Yesterday the Strib’s “poll” appeared and announced that Democratic candidate Patty Wetterling was eight points ahead of Michele Bachmann. Of course the “model” was totally contrived, sampling far more women than men in a district as Shot in the Dark’s Mitch Berg explained on the program last night, is always evenly divided. The Strib’s “pollster” no doubt has some excuse for such a sample, but it is contrived and radically departs from past data.

Which is one of the reasons why an upbeat Karl Rove predicted victory yesterday.

Santorum is indeed behind, but closing, as two debates have made clear that Bob Casey is quite simply an unqualified legacy candidate.  DeWine can win in Ohio because Sherrod Brown is very, very far to the left of the mainstream of Buckeye State politics.  Talent and Allen are most likeley ahead and gaining.

And the push is on in Montana, where a dynamic is appearing that not even Rasmussen missed.  It involves the fact that in the new media world, Montana voters are very aware of the consequences of a vote for radical Jon Tester, and when lousy polling models increase the appearance of a Democratic threat to the Senate Republican majority, the Burns campaign benefits:

Conrad Burns is in trouble.
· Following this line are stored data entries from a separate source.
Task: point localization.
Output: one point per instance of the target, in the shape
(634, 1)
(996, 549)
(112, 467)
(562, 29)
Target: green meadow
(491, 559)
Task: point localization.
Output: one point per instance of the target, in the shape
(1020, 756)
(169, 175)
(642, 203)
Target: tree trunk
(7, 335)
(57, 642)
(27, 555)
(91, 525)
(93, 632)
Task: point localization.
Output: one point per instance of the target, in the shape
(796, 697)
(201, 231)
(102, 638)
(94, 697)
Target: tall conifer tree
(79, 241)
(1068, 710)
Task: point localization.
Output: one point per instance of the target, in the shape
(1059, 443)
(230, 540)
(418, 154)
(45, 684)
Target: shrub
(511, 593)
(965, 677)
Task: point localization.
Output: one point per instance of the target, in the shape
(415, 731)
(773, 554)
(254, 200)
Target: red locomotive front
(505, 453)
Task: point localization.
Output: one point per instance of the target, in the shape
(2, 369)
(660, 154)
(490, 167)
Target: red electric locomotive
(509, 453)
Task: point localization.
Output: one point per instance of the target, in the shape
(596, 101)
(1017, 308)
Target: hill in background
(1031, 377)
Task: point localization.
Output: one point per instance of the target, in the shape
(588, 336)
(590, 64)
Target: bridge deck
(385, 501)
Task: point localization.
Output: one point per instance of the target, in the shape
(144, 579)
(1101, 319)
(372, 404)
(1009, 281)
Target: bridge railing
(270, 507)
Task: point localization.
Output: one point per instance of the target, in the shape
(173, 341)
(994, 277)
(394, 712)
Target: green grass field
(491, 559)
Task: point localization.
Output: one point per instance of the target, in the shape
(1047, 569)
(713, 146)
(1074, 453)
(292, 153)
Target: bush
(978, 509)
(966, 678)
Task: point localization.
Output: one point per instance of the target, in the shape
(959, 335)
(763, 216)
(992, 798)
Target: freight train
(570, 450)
He has been consistently behind. The Democrats, a year ago, defined him way in advance of the political season, as soon as the Abramoff scandal broke, they spent money on TV, took ten or fifteen points out of his support. I can’t quite write him off, mainly because Montana is a very Republican leaning state. And ironically, the more trouble other Republicans get in, the better off Burns might be, and that’s because if people in Montana go to the polls believing that the election of Jon Tester out there will lead to Democratic control of the Senate, that’s likely to cause them some second thoughts. On the other hand, if it was clear the Republicans were going to retain control, I think people in Montana are ready to dump Conrad Burns.